The Wee Free Men
by Terry Pratchett, published 2003
“The secret is not to dream,” she whispered. “The secret is to wake up. Waking up is harder. I have woken up and I am real. I know where I come from and I know where I’m going. You cannot fool me anymore. Or touch me. Or anything that is mine.”
Talk about profound…a little goes a long way in a good children’s book, and The Wee Free Men has the perfect amount. The book is utterly profound when the author gets philosophical.
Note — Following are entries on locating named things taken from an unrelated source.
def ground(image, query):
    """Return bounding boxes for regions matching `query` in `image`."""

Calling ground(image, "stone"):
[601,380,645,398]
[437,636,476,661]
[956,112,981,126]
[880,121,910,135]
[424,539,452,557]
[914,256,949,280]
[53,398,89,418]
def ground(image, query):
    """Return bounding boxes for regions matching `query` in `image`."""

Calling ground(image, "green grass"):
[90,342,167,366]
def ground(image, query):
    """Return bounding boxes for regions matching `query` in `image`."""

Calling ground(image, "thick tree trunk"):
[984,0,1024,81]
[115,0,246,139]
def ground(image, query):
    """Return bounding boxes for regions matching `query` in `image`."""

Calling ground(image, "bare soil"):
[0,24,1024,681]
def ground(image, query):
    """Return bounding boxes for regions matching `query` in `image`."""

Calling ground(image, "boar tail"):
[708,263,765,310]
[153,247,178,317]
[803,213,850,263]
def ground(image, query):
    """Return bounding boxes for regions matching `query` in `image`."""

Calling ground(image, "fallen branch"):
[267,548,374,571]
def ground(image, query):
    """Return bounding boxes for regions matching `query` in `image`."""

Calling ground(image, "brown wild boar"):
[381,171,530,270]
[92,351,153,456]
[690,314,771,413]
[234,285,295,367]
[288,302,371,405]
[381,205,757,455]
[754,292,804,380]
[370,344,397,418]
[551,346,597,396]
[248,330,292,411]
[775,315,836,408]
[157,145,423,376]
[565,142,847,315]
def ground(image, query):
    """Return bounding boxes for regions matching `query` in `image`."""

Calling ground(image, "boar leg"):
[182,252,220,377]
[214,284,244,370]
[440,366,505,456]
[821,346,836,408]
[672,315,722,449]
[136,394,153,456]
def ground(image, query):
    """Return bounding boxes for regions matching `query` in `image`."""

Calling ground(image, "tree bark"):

When there was something to be said, like what it means to see the world clearly, it is said so simply, directly, and beautifully, that one can only hope every reader gets the point.
But the spoonful of sugar that makes the medicine go down is humor: riotous laughter, jokes, and puns throughout. This children’s book (actually more for Young Adults) made me laugh out loud as 9-year-old Tiffany demonstrated her keen mind to rather dumb adults. As in: “Zoology, eh? That’s a big word, isn’t it?” “No, actually it isn’t,” said Tiffany. “Patronizing is a big word. Zoology is really quite short.”
Being philosophical myself, I value the way Terry Pratchett illuminates the power of thought in his writing. This theme has come up in several children’s books I reviewed, (such as the little fairy tale, The Great Quillow.) However, it comes alive as the main character demonstrates the power of self-reflection, and what happens when you observe your own thinking process. This is pretty heady stuff, and I don’t know how easily children take it in. But it is certainly a fabulous message to offer kids.
Another thing I loved about this children’s book is that while it is filled with supposedly scary stuff, I was never scared. I think one reason is because Tiffany, the nine-year-old heroine, was also not scared. She saw through most of the scary parts as just made up of dreams. How helpful that is for sensitive readers.
This is the first book by Pratchett I’ve ever read, and I understand he has many! I can wholeheartedly recommend this one to 12 and up. I think that 10 and 11-year-olds who are good readers and deep thinkers will also be able to get something out of it as well. It has an especially great role model for girls and women as wise women (aka witches.)